Flash
Disukai
0
Dilihat
2,328
Jangan Lihat Ke Belakang
Horor

Suatu hari tepat tanggal 9 Desember 2024, cuaca sangat buruk dengan diikuti hujan rintik-rintik turun malam itu, membasahi jalanan gang sempit yang gelap dan sunyi. Nabila berjalan cepat, berusaha melawan rasa lelah setelah seharian bekerja di swalayan. Jam tangannya menunjukkan pukul 10 lewat lima menit. Hatinya waswas—dia sudah melewati batas waktu yang sering diperingatkan oleh tetangga sekitar.

"Kalau pulang lewat jam 10 malam, jangan lihat ke belakang. Apa pun yang terjadi, tetap jalan lurus sampai rumah." Begitu pesan mereka.

Awalnya Nabila menganggap itu hanya cerita kosong. Tapi malam ini, rasa penasaran mulai menguasai dirinya. Tidak mungkin, pikirnya, apa yang bisa terjadi? Langkahnya semakin ragu saat mencapai gang terakhir, tepat di depan gerbang kos.

Udara terasa lebih dingin, seperti ada sesuatu yang membekapnya. Jantungnya berdegup kencang. Ia melangkah maju, namun entah kenapa, ia merasa ada yang mengawasinya dari belakang.

Dan akhirnya, ia menyerah pada rasa ingin tahunya. Nabila menoleh ke belakang.

Seketika tubuhnya membeku.

Sekitar tiga meter darinya, berdiri seorang wanita dengan jubah putih panjang, kuyup oleh hujan. Rambutnya basah, menutupi sebagian wajahnya, namun senyumnya terlihat lebar—terlalu lebar hingga tak wajar. Di tangan kanannya, sebuah payung tua tergenggam erat.

“Mau ke mana? Mau pulang atau mau melihatku?” Suara wanita itu serak, tapi lembut, seperti bisikan yang merayap ke dalam telinga.

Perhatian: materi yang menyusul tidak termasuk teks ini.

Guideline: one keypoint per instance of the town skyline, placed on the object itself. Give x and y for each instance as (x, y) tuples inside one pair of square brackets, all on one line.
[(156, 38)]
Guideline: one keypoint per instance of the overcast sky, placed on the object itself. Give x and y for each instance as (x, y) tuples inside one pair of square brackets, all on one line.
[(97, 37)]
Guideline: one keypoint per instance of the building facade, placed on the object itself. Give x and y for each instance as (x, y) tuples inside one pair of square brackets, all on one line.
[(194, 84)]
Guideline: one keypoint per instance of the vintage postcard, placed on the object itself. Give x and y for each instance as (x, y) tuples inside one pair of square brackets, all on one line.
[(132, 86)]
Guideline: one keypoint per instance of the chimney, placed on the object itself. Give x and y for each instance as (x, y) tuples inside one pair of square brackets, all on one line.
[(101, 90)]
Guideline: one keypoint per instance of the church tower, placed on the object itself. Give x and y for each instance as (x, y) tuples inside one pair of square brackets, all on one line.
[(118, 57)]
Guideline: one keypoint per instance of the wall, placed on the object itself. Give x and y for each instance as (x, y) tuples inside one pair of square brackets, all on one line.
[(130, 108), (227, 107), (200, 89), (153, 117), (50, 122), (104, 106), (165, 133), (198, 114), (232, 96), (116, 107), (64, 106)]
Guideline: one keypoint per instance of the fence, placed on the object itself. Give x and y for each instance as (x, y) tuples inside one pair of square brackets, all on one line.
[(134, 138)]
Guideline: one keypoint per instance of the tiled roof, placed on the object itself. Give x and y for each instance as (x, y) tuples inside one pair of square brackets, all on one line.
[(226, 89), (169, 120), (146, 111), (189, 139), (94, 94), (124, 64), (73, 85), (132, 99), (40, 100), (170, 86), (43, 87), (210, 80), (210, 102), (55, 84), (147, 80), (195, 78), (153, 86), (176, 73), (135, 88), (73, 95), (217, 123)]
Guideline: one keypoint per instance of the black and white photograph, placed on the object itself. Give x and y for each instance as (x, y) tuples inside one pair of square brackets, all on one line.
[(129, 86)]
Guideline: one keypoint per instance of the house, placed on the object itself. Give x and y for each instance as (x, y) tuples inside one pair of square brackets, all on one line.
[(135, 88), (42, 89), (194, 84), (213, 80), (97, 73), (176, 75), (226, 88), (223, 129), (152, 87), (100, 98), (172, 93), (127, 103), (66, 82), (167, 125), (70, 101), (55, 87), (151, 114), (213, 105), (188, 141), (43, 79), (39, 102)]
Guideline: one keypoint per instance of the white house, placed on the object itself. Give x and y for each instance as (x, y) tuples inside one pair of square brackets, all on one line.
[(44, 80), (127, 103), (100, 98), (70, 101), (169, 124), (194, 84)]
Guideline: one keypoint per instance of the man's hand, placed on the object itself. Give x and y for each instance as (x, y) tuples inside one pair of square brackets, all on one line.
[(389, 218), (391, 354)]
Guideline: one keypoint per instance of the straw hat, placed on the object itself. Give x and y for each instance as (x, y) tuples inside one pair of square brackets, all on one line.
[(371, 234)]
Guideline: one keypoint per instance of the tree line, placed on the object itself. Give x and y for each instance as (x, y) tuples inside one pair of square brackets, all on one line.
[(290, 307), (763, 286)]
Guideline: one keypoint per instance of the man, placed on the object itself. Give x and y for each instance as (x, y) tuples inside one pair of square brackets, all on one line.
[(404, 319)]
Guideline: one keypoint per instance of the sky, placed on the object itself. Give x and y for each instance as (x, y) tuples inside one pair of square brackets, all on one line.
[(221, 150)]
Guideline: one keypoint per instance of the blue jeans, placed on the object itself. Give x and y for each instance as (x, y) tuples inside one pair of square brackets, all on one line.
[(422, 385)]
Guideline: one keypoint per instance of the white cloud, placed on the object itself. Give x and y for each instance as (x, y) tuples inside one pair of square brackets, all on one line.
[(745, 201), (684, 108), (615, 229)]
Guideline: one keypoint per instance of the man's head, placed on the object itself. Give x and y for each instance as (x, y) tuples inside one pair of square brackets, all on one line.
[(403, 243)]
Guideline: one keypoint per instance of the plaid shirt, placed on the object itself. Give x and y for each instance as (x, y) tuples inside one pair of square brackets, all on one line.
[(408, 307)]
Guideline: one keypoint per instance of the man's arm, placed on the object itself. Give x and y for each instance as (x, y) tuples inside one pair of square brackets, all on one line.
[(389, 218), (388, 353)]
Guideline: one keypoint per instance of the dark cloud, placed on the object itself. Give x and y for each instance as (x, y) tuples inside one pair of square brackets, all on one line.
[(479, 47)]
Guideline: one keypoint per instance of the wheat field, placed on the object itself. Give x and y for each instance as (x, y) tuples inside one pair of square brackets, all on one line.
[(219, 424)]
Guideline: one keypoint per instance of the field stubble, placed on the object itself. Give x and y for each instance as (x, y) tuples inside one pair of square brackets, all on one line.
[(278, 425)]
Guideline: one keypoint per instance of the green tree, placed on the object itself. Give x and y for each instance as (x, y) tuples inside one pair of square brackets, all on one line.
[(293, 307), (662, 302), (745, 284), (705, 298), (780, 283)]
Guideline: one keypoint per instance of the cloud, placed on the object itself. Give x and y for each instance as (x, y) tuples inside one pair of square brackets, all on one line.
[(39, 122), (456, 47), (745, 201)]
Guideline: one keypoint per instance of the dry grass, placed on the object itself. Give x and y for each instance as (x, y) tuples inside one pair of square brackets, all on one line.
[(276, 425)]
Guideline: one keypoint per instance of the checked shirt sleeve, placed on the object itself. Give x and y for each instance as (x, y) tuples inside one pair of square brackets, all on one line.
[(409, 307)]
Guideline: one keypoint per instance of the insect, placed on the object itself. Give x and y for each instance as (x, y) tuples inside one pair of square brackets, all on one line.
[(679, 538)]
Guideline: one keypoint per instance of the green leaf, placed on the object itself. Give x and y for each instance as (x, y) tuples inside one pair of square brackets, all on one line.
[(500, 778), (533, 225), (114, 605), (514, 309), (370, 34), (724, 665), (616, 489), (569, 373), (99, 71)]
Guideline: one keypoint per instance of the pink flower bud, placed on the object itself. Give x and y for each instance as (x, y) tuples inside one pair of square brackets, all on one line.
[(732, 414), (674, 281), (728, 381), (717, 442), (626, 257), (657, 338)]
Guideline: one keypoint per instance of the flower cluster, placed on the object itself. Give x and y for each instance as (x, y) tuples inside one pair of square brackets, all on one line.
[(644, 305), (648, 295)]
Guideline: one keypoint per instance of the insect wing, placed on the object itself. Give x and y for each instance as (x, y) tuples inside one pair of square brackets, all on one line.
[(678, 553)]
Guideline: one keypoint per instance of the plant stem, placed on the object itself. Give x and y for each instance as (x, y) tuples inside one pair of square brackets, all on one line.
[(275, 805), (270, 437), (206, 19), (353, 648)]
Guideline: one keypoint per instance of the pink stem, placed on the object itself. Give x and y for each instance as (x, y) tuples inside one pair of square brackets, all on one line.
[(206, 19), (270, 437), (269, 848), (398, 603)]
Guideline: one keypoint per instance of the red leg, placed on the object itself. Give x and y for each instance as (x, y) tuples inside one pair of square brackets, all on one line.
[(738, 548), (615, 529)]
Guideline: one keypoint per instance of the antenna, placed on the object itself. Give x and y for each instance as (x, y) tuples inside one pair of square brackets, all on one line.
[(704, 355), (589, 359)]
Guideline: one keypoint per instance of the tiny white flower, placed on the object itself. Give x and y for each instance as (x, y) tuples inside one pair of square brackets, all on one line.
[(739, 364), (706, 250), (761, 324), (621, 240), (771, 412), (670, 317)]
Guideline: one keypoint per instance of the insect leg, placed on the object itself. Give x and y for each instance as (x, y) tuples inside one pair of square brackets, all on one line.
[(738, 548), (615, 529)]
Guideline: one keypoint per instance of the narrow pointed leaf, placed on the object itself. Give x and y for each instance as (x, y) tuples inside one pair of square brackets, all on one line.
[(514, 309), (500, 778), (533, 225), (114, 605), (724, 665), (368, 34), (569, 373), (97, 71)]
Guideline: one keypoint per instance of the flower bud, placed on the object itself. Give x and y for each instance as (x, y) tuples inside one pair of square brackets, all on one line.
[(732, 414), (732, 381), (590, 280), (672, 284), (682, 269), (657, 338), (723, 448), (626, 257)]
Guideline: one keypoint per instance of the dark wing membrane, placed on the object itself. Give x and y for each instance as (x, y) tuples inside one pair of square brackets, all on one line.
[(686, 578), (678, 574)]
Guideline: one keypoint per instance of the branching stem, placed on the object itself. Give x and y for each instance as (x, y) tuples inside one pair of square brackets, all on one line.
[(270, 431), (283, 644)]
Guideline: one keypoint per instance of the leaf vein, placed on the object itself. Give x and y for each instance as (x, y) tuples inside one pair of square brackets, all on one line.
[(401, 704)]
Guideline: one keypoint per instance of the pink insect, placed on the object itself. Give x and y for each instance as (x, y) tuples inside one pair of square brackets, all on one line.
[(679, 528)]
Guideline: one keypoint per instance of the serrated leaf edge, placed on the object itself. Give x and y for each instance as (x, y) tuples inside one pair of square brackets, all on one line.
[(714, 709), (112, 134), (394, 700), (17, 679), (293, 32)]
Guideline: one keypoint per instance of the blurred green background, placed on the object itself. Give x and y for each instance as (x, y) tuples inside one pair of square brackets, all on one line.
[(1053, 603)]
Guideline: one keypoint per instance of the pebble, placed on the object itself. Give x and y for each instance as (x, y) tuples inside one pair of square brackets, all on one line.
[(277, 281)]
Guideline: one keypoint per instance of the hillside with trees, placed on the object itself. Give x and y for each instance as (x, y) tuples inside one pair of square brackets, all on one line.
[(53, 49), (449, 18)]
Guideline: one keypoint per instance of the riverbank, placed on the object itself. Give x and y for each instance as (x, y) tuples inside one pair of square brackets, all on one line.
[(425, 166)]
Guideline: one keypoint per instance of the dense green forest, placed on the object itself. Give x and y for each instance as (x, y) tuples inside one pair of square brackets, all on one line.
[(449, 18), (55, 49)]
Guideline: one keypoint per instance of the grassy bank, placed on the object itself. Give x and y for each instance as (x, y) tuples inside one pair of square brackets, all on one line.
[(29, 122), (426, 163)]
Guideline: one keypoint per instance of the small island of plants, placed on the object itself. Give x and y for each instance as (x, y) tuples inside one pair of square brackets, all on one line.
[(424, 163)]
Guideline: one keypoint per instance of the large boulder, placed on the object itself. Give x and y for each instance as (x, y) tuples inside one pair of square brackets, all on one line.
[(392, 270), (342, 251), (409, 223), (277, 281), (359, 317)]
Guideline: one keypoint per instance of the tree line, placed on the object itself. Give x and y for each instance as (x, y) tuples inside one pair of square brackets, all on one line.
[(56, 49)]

Nabila tertegun, mulutnya membuka tapi tak ada suara yang keluar. Tanpa pikir panjang, ia memutar badan dan berlari menuju pintu kos. Langkahnya terhuyung, napasnya terengah-engah. Di belakangnya, suara seretan payung di jalanan terdengar mendekat.

“BU KOS! BUKA! TOLONG!” teriaknya, memukul-mukul pintu dengan panik.

Pintu terbuka sesaat sebelum wanita itu sempat meraih Nabila. Ia langsung diseret masuk oleh Bu Kos, dan pintu itu ditutup rapat. Namun, ketukan keras langsung terdengar dari luar.

*Tok, tok, tok.*

“Dia datang,” gumam Bu Kos dengan nada datar.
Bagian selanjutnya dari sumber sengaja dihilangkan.